I am a new navy mom and my oldest son leaves for basic training on March 6.  I am an emotional reck. I thought that I would handle this better than I am. I am usually a very strong woman and don't cry at all. But this is my last week with my son and I can't stop the tears from flowing. Just the mention of his name brings the crying on. I don't know what's wrong with me. I feel like it's separation anxiety. I am very close to my son and we have a very close relationship. I am so proud of him joining the Navy and I am excited for him. He is very  excited about leaving. He is trying to encouraged me from not crying. I feel it's so hard because his bedroom will still have all his belongings and I won't be able to communicate to my son (via phone call whenever I want to). Family vacation are over. My baby is grown. Change has to happen. These things are hard for me. How do are Navy moms get thru this? I've been praying and I have some wonderful support friends and husband. But it still breaks my heart....
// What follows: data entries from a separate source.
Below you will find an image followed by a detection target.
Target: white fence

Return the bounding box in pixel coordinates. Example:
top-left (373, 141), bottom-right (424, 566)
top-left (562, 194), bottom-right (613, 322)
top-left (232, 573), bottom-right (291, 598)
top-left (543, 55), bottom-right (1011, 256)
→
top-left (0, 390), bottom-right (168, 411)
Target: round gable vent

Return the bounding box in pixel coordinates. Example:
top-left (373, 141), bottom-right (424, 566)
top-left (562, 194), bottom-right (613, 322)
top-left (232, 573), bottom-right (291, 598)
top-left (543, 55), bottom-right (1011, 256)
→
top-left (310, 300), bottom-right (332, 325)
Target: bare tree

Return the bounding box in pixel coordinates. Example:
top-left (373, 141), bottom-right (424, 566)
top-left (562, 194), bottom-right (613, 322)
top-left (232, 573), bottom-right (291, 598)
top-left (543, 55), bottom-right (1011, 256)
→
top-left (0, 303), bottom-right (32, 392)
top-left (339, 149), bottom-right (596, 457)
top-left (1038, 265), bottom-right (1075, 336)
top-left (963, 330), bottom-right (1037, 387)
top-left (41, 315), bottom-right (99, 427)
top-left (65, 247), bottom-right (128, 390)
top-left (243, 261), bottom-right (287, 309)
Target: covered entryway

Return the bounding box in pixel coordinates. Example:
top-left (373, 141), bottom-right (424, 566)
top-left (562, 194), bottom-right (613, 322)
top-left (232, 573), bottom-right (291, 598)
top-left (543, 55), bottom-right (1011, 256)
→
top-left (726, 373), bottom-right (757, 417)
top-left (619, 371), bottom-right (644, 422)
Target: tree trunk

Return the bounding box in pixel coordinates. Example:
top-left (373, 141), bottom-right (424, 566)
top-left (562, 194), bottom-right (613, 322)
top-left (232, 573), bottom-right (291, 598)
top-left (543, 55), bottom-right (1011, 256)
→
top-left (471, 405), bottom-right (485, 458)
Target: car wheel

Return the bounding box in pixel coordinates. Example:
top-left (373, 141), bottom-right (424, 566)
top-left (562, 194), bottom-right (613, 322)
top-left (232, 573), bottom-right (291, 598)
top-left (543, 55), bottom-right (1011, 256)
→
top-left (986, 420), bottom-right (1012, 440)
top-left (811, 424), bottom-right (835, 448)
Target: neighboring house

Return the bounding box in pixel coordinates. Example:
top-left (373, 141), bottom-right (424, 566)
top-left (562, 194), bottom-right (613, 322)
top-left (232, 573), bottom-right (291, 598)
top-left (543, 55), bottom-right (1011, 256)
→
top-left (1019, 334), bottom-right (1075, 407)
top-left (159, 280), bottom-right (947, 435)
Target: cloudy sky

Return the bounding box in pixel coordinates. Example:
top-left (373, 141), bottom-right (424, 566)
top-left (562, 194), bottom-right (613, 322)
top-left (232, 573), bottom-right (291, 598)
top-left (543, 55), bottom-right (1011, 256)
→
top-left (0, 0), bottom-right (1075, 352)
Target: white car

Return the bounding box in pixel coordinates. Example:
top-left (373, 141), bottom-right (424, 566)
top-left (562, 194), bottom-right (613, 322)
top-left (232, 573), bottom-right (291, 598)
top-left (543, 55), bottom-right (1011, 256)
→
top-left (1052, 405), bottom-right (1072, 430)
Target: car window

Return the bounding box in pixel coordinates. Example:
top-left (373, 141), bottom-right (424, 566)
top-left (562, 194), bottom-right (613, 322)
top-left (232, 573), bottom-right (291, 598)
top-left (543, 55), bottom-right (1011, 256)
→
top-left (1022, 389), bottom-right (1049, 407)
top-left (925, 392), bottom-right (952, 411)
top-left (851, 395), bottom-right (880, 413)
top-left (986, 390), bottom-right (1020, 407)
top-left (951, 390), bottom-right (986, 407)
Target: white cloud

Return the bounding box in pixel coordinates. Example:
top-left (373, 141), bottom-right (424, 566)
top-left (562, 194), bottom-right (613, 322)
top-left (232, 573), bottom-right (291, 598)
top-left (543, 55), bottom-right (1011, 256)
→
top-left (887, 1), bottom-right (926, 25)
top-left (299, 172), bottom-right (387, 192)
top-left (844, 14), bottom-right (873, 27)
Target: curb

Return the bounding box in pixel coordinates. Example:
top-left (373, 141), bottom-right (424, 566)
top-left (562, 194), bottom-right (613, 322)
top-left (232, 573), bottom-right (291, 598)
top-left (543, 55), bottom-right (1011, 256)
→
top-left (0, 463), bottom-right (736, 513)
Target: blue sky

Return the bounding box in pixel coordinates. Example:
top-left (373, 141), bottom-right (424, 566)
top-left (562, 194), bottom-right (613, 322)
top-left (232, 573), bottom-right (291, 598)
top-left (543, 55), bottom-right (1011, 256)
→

Comment by LA-BriansMom (Ship 3 Div 116) on February 29, 2012 at 11:18pm

Everything you are doing I did. My son packed all his clothes; winter in one huge box and summer in another. His bed was still not made after I dropped him off to be picked up and brought to the hotel then airport. My son has been at boot camp, this week make 3 weeks....well this Sunday will make him leaving me 3 weeks. I know it doesn't help now but it does get easier. All my customers and friends and family everytime they even asked how I was doing and if I heard from Brian I would break down and cry. Now I can speak of him and not cry..well sort of and not all the time but I do...it does get easier. Keep busy, get with friends do things that make you laugh or happy be around family throw yourself in work..in anything to keep your mind busy. Give your son a huge hug, support him and kiss him bye...he will not be the same when you see him next. That is what I am told. I am going to Brian's graduation April 13 and I really don't know how he is going to react..only thing I do know is you get three phone calls. One after one week or so saying he made it there and all in fine..and that he loves you..second one midway and last when he is a sailor telling you to come to his graduation. If you get any more calls then that IT IS NOT GOOD..it could mean something went wrong and he will not be graduating..like he failed a test or hurt a leg or something..so when he is gone,pray for him...every day...and look for those 3 phone calls..you do not know when it will be so keep that cell phone by your side and the ringer high..that is what I did...It hurts us more then them, trust me...they will become a man, learn discipline, learn organization, learn respect and so much more..think of it as a correction of our mishaps...and its better now then later...that is for sure..My son is learning to repair the aircrafts...keep in mind he will have a trade for life even when he gets out..the education they give him among everything else will be the most and best you could ever ask for your son. So yes, we are selfish and yes we want our boy home...but as they say.it is not about us but them...They will learn so much and pray that he will be strong to get through it because if he does and when he does....because on graduation day...that is when WE CAN RELEASE OUR TEARS for their accomplishments...so try to stay strong and be brave...crying is good..but try to think of the outcome.